Relay architecture
The Gloo architecture consists of a Gloo management server that is commonly installed in a management cluster, and Gloo agents that are deployed to workload clusters. The workload cluster is registered with the management cluster and hosts your apps and services. All Gloo Platform products share this architecture to provide exceptional routing, discovery, security, scalability, and observability capabilities for your apps across clusters, clouds, and environments.
In testing or single-cluster environments, you can also set up the Gloo management components in a cluster and register the management cluster as a workload cluster at the same time.
Gloo components
Gloo consists of a management server (sometimes called the “relay server”) for the management plane and relay agents for each workload cluster in the data plane.
Gloo management server
After installation, a deployment named gloo-mesh-mgmt-server
runs the management server. For your workload clusters to communicate with the management server, the gloo-mesh-mgmt-server
service is automatically set up as a service of type LoadBalancer
on a default port of 9900/TCP
. The server is responsible for configuring the Gloo agents in your workload cluster and maintaining the desired state of your environment. When you create Gloo custom resources, the server translates these to the appropriate open source custom resources that your Gloo product is based on, such as Istio, Envoy, or Cilium. Then, the server pushes config changes to the agents to apply in the workload clusters.
Gloo relay agents
After registration, a deployment named gloo-mesh-agent
runs the relay agent on each workload cluster. The relay agent is exposed by the gloo-mesh-agent
service on the default port 9977
. The agents send snapshots of the Gloo resources from each workload cluster to the management server. Because the relay agent does not serve external requests directly, you do not need to configure an ingress gateway for the workload cluster.
Agent replicas
You can add replicas of the agent for higher availability. In such case, leader election affects which processes the agents handle. Logging and metric processes use the most resources, and scale as the number of services within the cluster grows.

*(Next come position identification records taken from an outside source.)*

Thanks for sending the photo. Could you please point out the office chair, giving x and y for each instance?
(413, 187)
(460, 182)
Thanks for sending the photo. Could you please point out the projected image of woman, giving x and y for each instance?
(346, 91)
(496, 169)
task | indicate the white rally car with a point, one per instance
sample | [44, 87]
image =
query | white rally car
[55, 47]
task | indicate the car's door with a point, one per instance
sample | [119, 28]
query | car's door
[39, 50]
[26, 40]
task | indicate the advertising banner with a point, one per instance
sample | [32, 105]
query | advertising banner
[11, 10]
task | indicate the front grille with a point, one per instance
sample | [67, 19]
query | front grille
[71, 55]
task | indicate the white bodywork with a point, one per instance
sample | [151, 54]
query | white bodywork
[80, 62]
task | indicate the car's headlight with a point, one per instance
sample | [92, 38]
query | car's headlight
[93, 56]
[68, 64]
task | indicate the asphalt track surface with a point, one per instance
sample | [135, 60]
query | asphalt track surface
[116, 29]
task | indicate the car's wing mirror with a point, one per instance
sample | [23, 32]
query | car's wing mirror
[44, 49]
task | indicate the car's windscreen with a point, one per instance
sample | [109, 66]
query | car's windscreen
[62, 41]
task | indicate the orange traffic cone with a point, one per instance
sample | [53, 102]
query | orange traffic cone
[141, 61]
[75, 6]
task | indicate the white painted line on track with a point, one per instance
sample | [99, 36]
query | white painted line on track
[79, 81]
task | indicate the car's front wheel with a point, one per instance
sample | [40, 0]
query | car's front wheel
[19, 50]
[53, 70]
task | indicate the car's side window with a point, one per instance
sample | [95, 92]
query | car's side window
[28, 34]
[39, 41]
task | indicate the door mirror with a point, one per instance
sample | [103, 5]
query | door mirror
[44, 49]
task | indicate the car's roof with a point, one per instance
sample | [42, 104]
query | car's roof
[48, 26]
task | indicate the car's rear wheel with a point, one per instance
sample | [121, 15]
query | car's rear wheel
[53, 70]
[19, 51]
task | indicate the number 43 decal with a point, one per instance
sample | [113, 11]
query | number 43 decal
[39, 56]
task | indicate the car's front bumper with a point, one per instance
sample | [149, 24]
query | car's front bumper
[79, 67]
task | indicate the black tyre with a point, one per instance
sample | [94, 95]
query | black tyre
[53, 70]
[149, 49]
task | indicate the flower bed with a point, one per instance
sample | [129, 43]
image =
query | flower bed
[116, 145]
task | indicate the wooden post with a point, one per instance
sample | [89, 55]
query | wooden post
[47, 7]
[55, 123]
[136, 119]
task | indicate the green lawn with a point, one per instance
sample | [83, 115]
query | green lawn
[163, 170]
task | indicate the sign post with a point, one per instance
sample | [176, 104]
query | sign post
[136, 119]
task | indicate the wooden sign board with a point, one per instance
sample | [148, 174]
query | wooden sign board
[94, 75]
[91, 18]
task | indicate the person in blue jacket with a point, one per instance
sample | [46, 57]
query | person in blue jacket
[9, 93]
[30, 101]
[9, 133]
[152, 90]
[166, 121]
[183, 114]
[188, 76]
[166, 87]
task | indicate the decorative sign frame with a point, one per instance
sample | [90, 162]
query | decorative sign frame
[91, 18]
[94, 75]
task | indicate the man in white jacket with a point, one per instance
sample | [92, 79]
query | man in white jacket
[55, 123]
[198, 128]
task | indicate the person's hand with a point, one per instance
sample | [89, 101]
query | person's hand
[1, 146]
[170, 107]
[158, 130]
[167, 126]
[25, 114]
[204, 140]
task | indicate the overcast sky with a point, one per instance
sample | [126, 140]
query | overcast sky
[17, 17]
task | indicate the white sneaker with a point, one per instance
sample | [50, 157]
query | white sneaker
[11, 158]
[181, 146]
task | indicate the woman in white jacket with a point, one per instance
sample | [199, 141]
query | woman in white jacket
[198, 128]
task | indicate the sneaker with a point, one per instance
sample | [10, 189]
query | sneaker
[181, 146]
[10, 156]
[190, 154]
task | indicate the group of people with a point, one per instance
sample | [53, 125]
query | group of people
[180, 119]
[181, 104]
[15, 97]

The leader agent handles the following processes:
- Relay
- Discovery
- Certificate management
- Pod bouncing
- API discovery for Gloo Platform Portal
- Schema reporter for Gloo Platform Portal
All agent replicas, including the leader, handle the following processes:
- Access log sink
- xDS agent for WebAssembly (Wasm)
- Verifier cache clearing for CRD watch management
Agent-server communication
Communication between the management server and agents is initiated by the Gloo relay agents, which run in the workload clusters. The following figures outline the general flow of how the relay agents and server communicate to keep your configurations and ennvironment up to date.
Note that these steps outline the relay process in a multicluster setup.

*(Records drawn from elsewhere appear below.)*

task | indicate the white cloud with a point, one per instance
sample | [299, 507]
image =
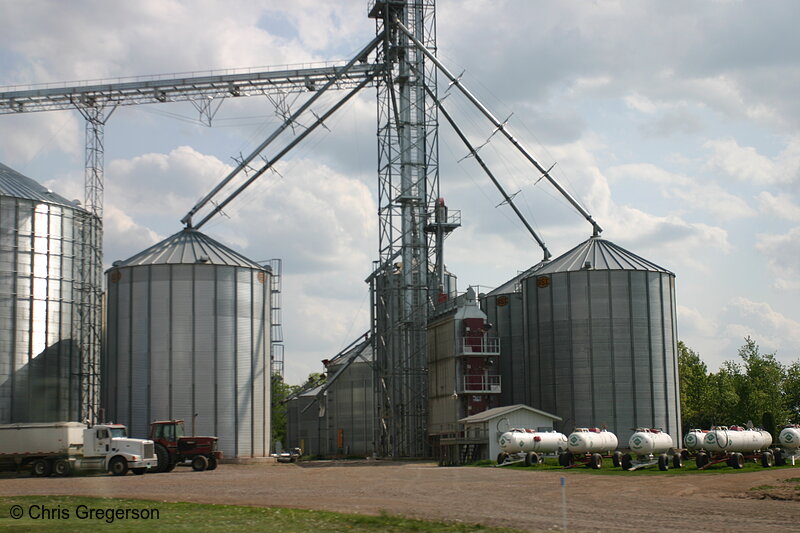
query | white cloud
[781, 205]
[772, 330]
[782, 253]
[746, 164]
[692, 192]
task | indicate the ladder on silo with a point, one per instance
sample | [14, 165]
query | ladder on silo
[276, 330]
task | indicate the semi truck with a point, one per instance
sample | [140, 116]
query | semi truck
[62, 448]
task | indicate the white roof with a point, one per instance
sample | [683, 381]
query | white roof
[500, 411]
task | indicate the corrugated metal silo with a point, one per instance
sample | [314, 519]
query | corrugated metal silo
[504, 310]
[40, 251]
[602, 340]
[188, 333]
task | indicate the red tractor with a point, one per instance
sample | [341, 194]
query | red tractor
[173, 448]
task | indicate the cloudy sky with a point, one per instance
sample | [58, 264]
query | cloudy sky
[677, 124]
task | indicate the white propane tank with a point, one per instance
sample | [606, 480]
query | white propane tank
[693, 440]
[790, 437]
[736, 439]
[590, 440]
[649, 441]
[526, 440]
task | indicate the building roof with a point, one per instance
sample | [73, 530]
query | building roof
[513, 284]
[598, 254]
[489, 414]
[189, 246]
[12, 183]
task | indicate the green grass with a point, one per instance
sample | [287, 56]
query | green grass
[608, 469]
[763, 487]
[201, 517]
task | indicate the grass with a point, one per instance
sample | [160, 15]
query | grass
[66, 514]
[608, 469]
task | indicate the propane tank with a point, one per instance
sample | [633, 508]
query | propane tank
[649, 441]
[736, 439]
[693, 440]
[589, 440]
[790, 437]
[526, 440]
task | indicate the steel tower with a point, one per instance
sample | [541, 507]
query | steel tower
[408, 186]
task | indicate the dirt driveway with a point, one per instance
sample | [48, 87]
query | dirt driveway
[523, 499]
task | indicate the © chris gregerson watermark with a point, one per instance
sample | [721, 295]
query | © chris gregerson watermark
[83, 512]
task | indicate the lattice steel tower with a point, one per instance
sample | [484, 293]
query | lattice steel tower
[408, 186]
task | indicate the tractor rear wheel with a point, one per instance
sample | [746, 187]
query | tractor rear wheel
[199, 463]
[163, 458]
[41, 468]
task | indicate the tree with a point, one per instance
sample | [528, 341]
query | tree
[760, 386]
[281, 392]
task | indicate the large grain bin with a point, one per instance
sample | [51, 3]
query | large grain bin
[41, 249]
[504, 310]
[188, 337]
[602, 342]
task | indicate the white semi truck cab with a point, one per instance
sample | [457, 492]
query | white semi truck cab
[66, 447]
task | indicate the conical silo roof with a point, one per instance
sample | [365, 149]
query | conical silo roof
[599, 254]
[189, 246]
[12, 183]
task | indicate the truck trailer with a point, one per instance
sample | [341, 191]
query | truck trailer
[62, 448]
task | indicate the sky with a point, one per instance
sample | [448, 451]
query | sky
[676, 124]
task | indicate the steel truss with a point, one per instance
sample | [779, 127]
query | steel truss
[408, 186]
[96, 102]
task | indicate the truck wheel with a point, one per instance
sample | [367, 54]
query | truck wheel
[118, 466]
[767, 460]
[199, 463]
[62, 468]
[780, 459]
[677, 461]
[737, 460]
[616, 459]
[701, 460]
[596, 461]
[627, 461]
[41, 468]
[163, 458]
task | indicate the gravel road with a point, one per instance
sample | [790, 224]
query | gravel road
[523, 499]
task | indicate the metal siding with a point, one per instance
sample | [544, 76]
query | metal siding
[641, 349]
[38, 378]
[624, 398]
[260, 367]
[123, 355]
[244, 361]
[160, 327]
[182, 345]
[583, 396]
[603, 382]
[226, 351]
[140, 352]
[203, 365]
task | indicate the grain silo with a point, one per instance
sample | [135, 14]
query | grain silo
[602, 342]
[504, 311]
[188, 337]
[41, 253]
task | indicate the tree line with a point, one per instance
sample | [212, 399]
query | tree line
[755, 388]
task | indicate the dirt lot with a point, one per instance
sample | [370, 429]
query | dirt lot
[523, 499]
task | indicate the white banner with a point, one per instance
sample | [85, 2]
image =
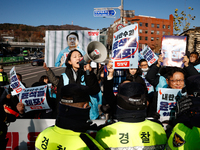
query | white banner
[56, 44]
[149, 55]
[15, 84]
[125, 48]
[34, 98]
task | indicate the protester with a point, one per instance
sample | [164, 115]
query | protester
[72, 41]
[174, 78]
[52, 78]
[74, 73]
[3, 77]
[194, 58]
[133, 130]
[143, 65]
[186, 133]
[69, 132]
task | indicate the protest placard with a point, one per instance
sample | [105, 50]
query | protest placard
[125, 48]
[197, 67]
[173, 50]
[167, 102]
[34, 98]
[15, 84]
[149, 55]
[148, 85]
[59, 43]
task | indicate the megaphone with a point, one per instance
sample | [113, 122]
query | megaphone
[96, 52]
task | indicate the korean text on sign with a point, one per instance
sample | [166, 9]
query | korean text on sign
[125, 48]
[34, 98]
[167, 101]
[15, 84]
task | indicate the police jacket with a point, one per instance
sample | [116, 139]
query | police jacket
[132, 133]
[90, 81]
[184, 138]
[69, 131]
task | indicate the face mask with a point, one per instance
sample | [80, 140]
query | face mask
[145, 70]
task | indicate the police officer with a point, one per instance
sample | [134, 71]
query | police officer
[132, 131]
[3, 77]
[72, 123]
[186, 133]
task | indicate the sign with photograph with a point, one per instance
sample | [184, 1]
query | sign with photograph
[59, 43]
[15, 84]
[167, 102]
[149, 55]
[173, 50]
[125, 48]
[34, 98]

Management server and relay agent registration
A workload cluster is registered with the Gloo management plane. The relay agent in the workload cluster establishes two-way, mTLS-secured gRPC communication with the management server in the management cluster.
Note that for high availability, you might configure multiple replicas of the gloo-mesh-mgmt-server
pod to run the management server. Each relay agent connects and sends its data to only one of the instances. To translate the resources that a server instance receives from the agents that are connected to it, the server instance receives:
- The resources that you deploy to each registered cluster. The agents send these resources to the management server instance. The server instance stores the resources in its local pod memory, which cannot be accessed by any other management server instance.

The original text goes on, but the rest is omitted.